Não sei o que a Petrobras vai fazer, mas já deveria ter repassado parte dessa parcela, em linha com o que foi anunciado por outras petroleiras do mundo.
Adriano Pires, diretor do CBIE (Centro Brasileiro de Infraestrutura).

Petrobras diz monitorar cenário antes de definir reajustes. A presidente da estatal, Magda Chambriard, disse na última sexta-feira que a empresa ainda não decidiu sobre os aumentos. "Nesse momento, essa questão ainda não está respondida", afirmou durante coletiva sobre o desempenho de 2025 da petroleira.
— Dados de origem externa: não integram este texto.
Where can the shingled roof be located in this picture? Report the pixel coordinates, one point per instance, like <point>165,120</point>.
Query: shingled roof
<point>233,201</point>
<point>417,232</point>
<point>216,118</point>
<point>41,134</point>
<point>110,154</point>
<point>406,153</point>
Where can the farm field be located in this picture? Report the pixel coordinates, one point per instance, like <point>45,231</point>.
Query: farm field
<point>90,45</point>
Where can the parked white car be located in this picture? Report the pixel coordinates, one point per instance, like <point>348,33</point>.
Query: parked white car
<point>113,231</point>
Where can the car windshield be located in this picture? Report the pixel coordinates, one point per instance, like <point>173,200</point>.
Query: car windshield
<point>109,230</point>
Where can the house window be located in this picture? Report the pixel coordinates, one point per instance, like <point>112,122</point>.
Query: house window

Se essa volatilidade for tão grande assim, certamente, ela vai exigir respostas mais rápidas que exigiriam se a alta fosse mais lenta. Mas, neste momento, não temos sequer essa premissa.
Magda Chambriard

Paridade da gasolina apresentava estabilidade desde a redução de 5,2% dos preços em janeiro. Os dados da Abicom apontavam que o valor do combustível era condizente com a cotação internacional do petróleo até o início da ofensiva no Oriente Médio.

Em janeiro, a queda coincidiu com a queda de preço do petróleo. Na ocasião, a Petrobras levou em conta o recuo de quase 20% do Brent no acumulado de 2025. O recuo fez o combustível ser cotado a US$ 60,85 ao final do ano passado e levou a defasagem da paridade a R$ 0,20.

A atual política de reajuste da Petrobras passou a valer em maio de 2023. A mudança abandonou a paridade internacional como principal motivadora para a definição dos preços da gasolina e do diesel. O modelo anterior havia sido instituído em 2016 e permitia alterações diárias.